Anne McLaughlin, who is standing to re-take the seat of Glasgow North East that she lost in 2017, says that conversations she has had on the doorstep give her confidence to make the bold prediction.
She told the National: “I believe there will be a referendum next year and I have full confidence we can win. It is not sustainable for either the Tories or Labour to continue blocking it.
“Out on the doorsteps I come across a lot of voters who are moving from No to Yes. They may have moved initially because they oppose Scotland being taken out of the EU or they can’t stand Boris Johnson, but once they have made that move they then see the positive reasons for backing independence, they are saying we can do so much better than this. It’s brilliant to hear the journey they have been on.”
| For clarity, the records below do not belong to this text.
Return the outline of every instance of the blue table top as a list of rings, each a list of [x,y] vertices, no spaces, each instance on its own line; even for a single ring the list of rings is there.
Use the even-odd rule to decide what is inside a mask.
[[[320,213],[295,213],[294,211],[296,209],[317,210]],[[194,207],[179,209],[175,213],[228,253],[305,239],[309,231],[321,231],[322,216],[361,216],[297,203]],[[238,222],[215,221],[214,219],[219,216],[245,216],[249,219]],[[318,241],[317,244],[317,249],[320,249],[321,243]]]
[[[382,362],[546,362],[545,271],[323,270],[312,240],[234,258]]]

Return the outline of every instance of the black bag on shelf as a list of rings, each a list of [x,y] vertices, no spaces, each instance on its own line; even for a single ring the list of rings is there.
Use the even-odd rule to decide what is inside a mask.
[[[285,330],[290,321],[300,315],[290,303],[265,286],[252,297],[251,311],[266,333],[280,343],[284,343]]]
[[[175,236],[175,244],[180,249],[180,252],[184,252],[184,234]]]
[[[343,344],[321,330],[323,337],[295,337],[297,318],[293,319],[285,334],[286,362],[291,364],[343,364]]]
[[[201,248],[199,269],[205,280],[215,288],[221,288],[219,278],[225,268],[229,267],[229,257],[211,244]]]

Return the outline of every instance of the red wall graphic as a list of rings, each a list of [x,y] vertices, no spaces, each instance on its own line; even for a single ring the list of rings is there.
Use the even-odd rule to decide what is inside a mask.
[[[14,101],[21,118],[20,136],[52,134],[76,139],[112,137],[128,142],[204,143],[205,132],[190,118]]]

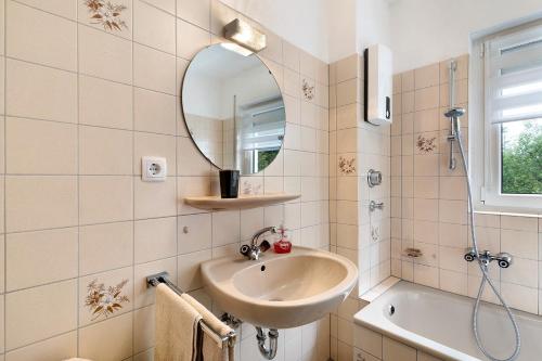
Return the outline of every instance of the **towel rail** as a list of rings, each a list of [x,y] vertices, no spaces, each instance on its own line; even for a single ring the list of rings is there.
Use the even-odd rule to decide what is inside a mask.
[[[169,288],[171,288],[171,291],[173,291],[179,296],[181,296],[182,294],[184,294],[184,292],[181,288],[177,287],[169,280],[169,273],[168,272],[159,272],[159,273],[156,273],[156,274],[147,275],[147,278],[146,278],[146,286],[147,287],[157,287],[160,283],[164,283],[165,285],[167,285]],[[214,335],[214,338],[217,341],[222,343],[222,348],[224,346],[233,347],[235,345],[236,334],[235,334],[234,331],[232,331],[231,333],[229,333],[227,336],[222,337],[219,334],[217,334],[216,331],[212,330],[207,323],[205,323],[205,321],[202,320],[199,322],[199,325],[201,325],[202,330],[204,330],[208,335]]]

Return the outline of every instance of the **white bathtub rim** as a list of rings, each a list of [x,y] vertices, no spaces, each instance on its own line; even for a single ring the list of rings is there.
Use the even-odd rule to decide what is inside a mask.
[[[399,285],[405,285],[405,284],[414,285],[410,282],[401,281],[393,287],[388,289],[388,292],[396,288]],[[437,343],[430,338],[406,331],[405,328],[396,325],[387,318],[383,317],[382,312],[387,301],[387,299],[383,296],[386,295],[386,293],[380,295],[372,304],[367,305],[366,307],[361,309],[358,313],[356,313],[353,317],[354,323],[362,327],[370,328],[389,338],[403,343],[415,349],[422,350],[426,353],[440,358],[444,361],[481,361],[480,359],[475,358],[470,354],[461,352],[456,349]]]

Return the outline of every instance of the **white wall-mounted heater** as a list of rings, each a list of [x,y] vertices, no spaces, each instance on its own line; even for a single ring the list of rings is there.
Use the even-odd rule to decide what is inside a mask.
[[[391,50],[374,44],[364,50],[363,59],[365,120],[375,126],[391,124]]]

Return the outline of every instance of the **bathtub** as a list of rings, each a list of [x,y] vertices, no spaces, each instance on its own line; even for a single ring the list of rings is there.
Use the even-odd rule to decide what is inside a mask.
[[[401,281],[359,311],[354,323],[438,359],[487,360],[474,339],[473,305],[472,298]],[[542,318],[514,313],[521,332],[521,352],[516,360],[542,360]],[[483,304],[479,330],[493,356],[508,357],[514,350],[514,331],[502,308]]]

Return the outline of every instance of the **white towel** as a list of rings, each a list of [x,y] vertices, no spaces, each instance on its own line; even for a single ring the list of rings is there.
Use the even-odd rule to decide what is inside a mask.
[[[199,312],[203,321],[211,328],[216,335],[220,337],[229,336],[233,330],[220,321],[212,312],[210,312],[205,306],[199,304],[196,299],[188,294],[181,296],[188,304],[190,304],[194,309]],[[202,353],[204,361],[234,361],[234,345],[231,347],[225,346],[222,348],[222,343],[216,340],[214,335],[204,333]]]
[[[156,288],[154,361],[195,361],[202,315],[167,285]]]

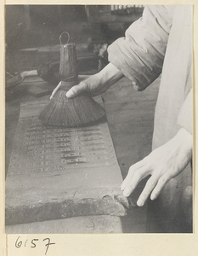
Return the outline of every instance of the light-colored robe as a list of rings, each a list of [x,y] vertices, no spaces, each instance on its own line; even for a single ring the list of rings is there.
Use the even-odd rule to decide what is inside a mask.
[[[142,18],[108,48],[109,61],[144,90],[161,73],[153,149],[184,127],[192,133],[192,7],[146,6]],[[149,201],[148,227],[156,232],[192,231],[191,166],[173,178],[155,201]]]

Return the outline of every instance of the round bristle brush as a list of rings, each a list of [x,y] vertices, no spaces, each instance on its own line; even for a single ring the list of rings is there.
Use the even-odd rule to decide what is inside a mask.
[[[61,42],[64,33],[68,35],[65,44]],[[86,93],[82,93],[74,98],[66,97],[66,92],[78,84],[76,45],[68,44],[69,40],[70,35],[67,32],[63,32],[59,37],[61,85],[54,97],[39,115],[39,119],[45,125],[79,126],[97,121],[105,114],[104,108]]]

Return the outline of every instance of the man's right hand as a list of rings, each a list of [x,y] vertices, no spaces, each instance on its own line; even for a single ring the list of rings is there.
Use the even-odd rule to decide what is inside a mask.
[[[82,92],[88,92],[92,96],[102,94],[113,84],[123,77],[123,74],[111,63],[93,76],[79,76],[80,83],[71,87],[66,93],[68,98],[73,98]],[[61,88],[61,82],[54,90],[50,99]]]

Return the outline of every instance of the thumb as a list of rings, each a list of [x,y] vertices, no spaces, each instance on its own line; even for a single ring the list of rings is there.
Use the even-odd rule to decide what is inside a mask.
[[[86,83],[80,83],[77,85],[74,85],[71,87],[66,93],[66,96],[68,98],[76,97],[77,95],[82,93],[82,91],[86,91],[88,90],[88,84]]]

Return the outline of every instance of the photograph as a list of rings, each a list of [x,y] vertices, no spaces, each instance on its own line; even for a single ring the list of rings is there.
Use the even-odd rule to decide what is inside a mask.
[[[193,5],[4,15],[5,233],[193,234]]]

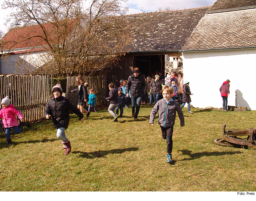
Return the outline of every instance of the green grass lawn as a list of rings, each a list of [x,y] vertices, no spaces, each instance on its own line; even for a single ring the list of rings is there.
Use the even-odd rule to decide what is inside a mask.
[[[224,112],[183,108],[185,126],[176,118],[173,164],[166,162],[166,142],[152,107],[141,106],[138,121],[130,107],[117,122],[107,110],[92,112],[83,124],[71,115],[64,149],[51,121],[11,136],[0,135],[1,191],[255,191],[256,150],[223,147],[214,140],[227,128],[255,128],[256,111]]]

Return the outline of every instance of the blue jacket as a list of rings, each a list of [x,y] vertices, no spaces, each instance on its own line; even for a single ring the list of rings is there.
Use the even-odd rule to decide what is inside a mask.
[[[95,105],[95,100],[96,100],[96,95],[95,94],[90,94],[89,95],[89,101],[88,104],[89,105]]]

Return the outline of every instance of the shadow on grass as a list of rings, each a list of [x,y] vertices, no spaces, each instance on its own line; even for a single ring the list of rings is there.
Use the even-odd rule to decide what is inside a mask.
[[[189,161],[194,160],[196,158],[199,158],[203,156],[223,156],[226,155],[232,155],[236,154],[242,153],[240,151],[214,151],[213,152],[201,152],[200,153],[191,153],[191,151],[187,149],[183,149],[183,150],[179,150],[184,155],[189,156],[190,158],[184,158],[180,161]]]
[[[53,142],[56,140],[59,140],[58,139],[49,139],[47,138],[44,138],[42,140],[30,140],[28,141],[22,141],[20,142],[15,142],[15,140],[13,138],[12,139],[12,144],[13,145],[17,145],[20,144],[34,144],[38,143],[46,143],[47,142]],[[0,143],[0,149],[5,148],[7,146],[7,142],[6,141],[2,142]]]
[[[110,154],[118,154],[122,153],[126,151],[137,151],[139,150],[138,147],[131,147],[126,149],[112,149],[112,150],[108,150],[106,151],[94,151],[87,153],[82,151],[74,151],[72,153],[73,153],[79,154],[79,157],[86,158],[99,158],[100,157],[105,157],[105,155]]]

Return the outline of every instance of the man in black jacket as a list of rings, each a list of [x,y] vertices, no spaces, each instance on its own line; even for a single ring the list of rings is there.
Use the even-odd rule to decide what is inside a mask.
[[[131,111],[132,113],[132,117],[134,117],[134,121],[137,121],[138,118],[141,100],[146,88],[146,78],[140,72],[139,68],[134,68],[133,73],[128,78],[126,84],[127,96],[127,97],[129,96],[129,91],[130,90]]]

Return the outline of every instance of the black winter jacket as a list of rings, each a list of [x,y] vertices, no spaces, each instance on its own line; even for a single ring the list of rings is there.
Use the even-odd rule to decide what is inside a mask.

Ms McLaughlin was also an MSP for Glasgow between 2009 and 2011, but failed to be re-elected, later standing as a candidate in a Westminster by-election held in her hometown seat of Inverclyde.
She won the seat of Glasgow North East in 2015 as part of the SNP wave of that year, with a swing of almost 40% from Labour, so large that it was unable to be captured on the BBC's election 'swing-o-meter'.
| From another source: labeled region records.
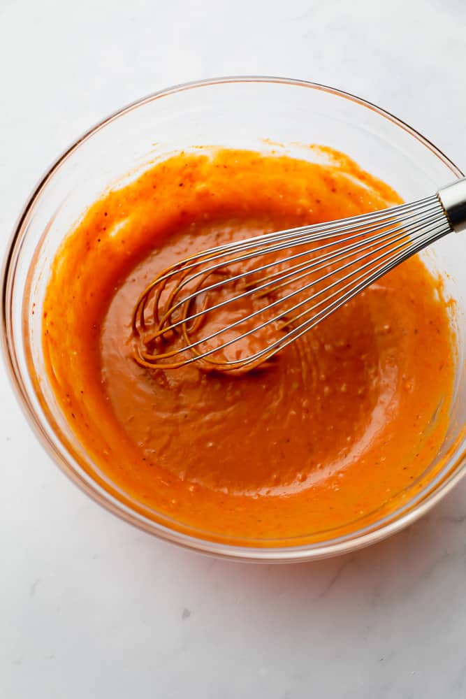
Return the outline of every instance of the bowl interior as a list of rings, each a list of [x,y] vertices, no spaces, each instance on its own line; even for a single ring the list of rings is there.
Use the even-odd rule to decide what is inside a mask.
[[[380,177],[407,201],[430,194],[461,173],[428,142],[390,115],[351,96],[319,85],[273,79],[227,79],[181,86],[133,105],[80,139],[48,173],[15,231],[3,286],[6,349],[15,382],[34,426],[65,471],[92,497],[147,531],[231,557],[296,560],[336,553],[379,538],[433,502],[462,469],[466,423],[465,314],[466,246],[451,234],[424,253],[453,301],[457,371],[450,428],[437,461],[449,456],[425,492],[406,506],[345,537],[305,547],[272,549],[228,546],[173,531],[136,513],[124,493],[110,495],[89,476],[89,461],[61,414],[45,372],[41,309],[50,268],[64,238],[102,193],[140,174],[173,152],[221,145],[286,152],[315,159],[310,144],[341,150]],[[26,289],[26,293],[24,293]],[[425,377],[428,381],[428,377]],[[83,464],[85,463],[85,468]],[[99,473],[105,481],[105,475]],[[110,484],[108,484],[110,485]],[[422,506],[421,504],[423,503]],[[285,542],[284,542],[284,545]]]

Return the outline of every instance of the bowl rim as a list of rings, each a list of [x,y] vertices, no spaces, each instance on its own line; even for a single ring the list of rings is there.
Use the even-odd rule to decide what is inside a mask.
[[[92,136],[115,120],[118,119],[133,109],[143,106],[145,104],[154,100],[168,96],[177,92],[198,87],[234,83],[273,83],[287,85],[294,87],[307,87],[348,99],[356,103],[361,107],[364,107],[375,112],[378,115],[387,119],[395,126],[406,131],[410,136],[419,141],[430,150],[432,154],[435,155],[451,171],[452,175],[457,178],[464,176],[460,168],[431,141],[406,124],[406,122],[394,116],[391,113],[351,92],[321,83],[284,77],[248,75],[194,80],[158,90],[139,99],[134,100],[125,106],[115,110],[108,116],[104,117],[85,131],[63,151],[45,171],[38,184],[33,189],[13,227],[12,234],[7,243],[6,252],[3,258],[0,275],[0,284],[1,286],[0,343],[2,347],[3,361],[6,366],[10,384],[13,388],[14,394],[27,422],[32,428],[38,441],[44,447],[45,452],[52,457],[65,475],[78,485],[82,491],[90,496],[94,502],[96,502],[104,509],[112,512],[129,524],[151,533],[160,539],[170,541],[172,543],[177,544],[187,549],[196,550],[201,553],[214,555],[223,559],[267,563],[304,562],[310,560],[318,560],[330,556],[347,553],[367,546],[412,524],[446,495],[466,474],[466,449],[463,450],[463,452],[459,456],[456,457],[455,463],[449,464],[446,475],[444,475],[446,467],[444,467],[444,469],[442,469],[444,475],[439,479],[438,483],[436,484],[436,479],[434,479],[432,482],[428,484],[420,493],[418,493],[414,498],[410,500],[409,503],[407,503],[406,505],[399,508],[395,512],[391,513],[386,518],[388,520],[386,523],[381,524],[379,526],[380,522],[383,522],[384,521],[384,518],[382,518],[375,525],[372,525],[370,531],[365,533],[364,533],[364,530],[360,530],[361,533],[358,532],[351,533],[349,536],[340,538],[342,540],[334,540],[333,542],[328,543],[277,547],[252,547],[238,545],[234,543],[226,544],[221,542],[210,541],[207,539],[186,534],[184,532],[178,531],[176,529],[170,528],[154,521],[143,514],[131,510],[130,507],[115,498],[115,496],[102,488],[101,486],[90,477],[89,477],[89,480],[92,482],[92,485],[90,483],[86,482],[85,480],[83,480],[82,474],[75,473],[74,468],[70,466],[65,456],[57,449],[44,430],[41,421],[38,419],[36,412],[29,398],[28,389],[22,380],[22,372],[17,361],[14,348],[14,340],[8,314],[8,301],[11,298],[15,268],[22,240],[26,235],[25,224],[42,191],[61,164],[77,150],[82,143]],[[416,498],[418,501],[416,501]],[[397,516],[398,512],[400,512],[399,517]],[[397,518],[393,519],[394,517]],[[373,529],[373,526],[377,526],[377,528]]]

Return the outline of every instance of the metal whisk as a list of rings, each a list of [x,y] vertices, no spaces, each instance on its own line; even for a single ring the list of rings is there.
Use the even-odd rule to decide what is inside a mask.
[[[140,296],[136,360],[154,369],[257,367],[408,257],[465,229],[466,178],[412,203],[199,252]]]

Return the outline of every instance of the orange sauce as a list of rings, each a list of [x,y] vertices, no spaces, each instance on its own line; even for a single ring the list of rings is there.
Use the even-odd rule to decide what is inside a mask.
[[[438,282],[412,258],[241,376],[134,361],[131,313],[161,269],[227,240],[400,198],[349,158],[181,153],[94,203],[43,308],[49,380],[121,500],[217,540],[319,540],[402,503],[444,438],[453,342]]]

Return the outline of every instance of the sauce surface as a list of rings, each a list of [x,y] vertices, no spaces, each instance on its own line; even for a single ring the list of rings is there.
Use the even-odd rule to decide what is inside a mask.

However, the seat was won back by Paul Sweeney of the Labour Party at the snap election of 2017.
Ms McLaughlin added: “Last night I spoke to someone who voted No and then voted remain and now thought Scotland should be given the chance to be independent.
“He told me ‘I can’t allow what’s happening to my country to keep happening’. And he told me ‘I can’t be waiting any longer for Labour to get into power and maybe do something differently or maybe not.”
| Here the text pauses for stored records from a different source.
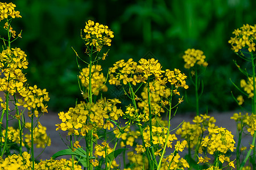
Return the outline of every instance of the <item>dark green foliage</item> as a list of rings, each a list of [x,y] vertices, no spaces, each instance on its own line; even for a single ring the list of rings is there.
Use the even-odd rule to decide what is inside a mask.
[[[228,43],[234,29],[256,23],[254,1],[30,1],[13,2],[20,11],[16,32],[22,41],[13,45],[25,50],[30,61],[27,77],[31,86],[39,83],[51,97],[50,109],[63,110],[82,100],[77,88],[78,69],[71,46],[84,55],[80,29],[92,19],[109,26],[114,38],[106,60],[101,61],[105,75],[118,60],[137,61],[148,52],[164,69],[186,73],[181,58],[187,48],[203,50],[209,63],[204,78],[203,105],[210,110],[235,109],[229,78],[239,84],[241,78],[233,63],[237,59]],[[3,23],[3,24],[4,23]],[[1,23],[2,24],[2,23]],[[106,49],[106,50],[108,50]],[[152,56],[152,55],[151,55]],[[193,86],[191,86],[191,87]],[[179,112],[195,111],[191,103]],[[237,94],[238,95],[238,94]],[[105,94],[112,96],[110,92]],[[234,107],[234,105],[236,105]],[[207,108],[201,108],[205,112]]]

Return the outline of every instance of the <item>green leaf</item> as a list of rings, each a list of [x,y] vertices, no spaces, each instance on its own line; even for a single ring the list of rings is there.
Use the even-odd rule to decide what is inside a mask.
[[[123,151],[126,150],[129,150],[129,149],[124,148],[119,148],[119,149],[116,150],[115,151],[111,152],[110,154],[108,155],[106,157],[106,161],[107,162],[112,162],[114,159],[115,159],[117,157],[117,156],[118,156],[121,153],[122,153],[122,151]]]
[[[76,159],[78,160],[79,163],[80,163],[84,167],[87,167],[87,163],[86,163],[86,157],[81,157],[77,155],[76,155]]]
[[[64,155],[77,155],[86,158],[86,151],[81,148],[78,148],[75,151],[73,151],[71,148],[68,148],[57,152],[52,155],[52,158],[56,159],[56,158]]]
Nicola Sturgeon has not specified the exact date that she wants to hold a second referendum, but has frequently mooted the latter half of next year as a potential timescale.
Any efforts by the Scottish Government to hold a second referendum on independence are likely to be blocked at Westminster if Boris Johnson remains in power, although Jeremy Corbyn and John McDonnell have been less strident in their opposition to a poll.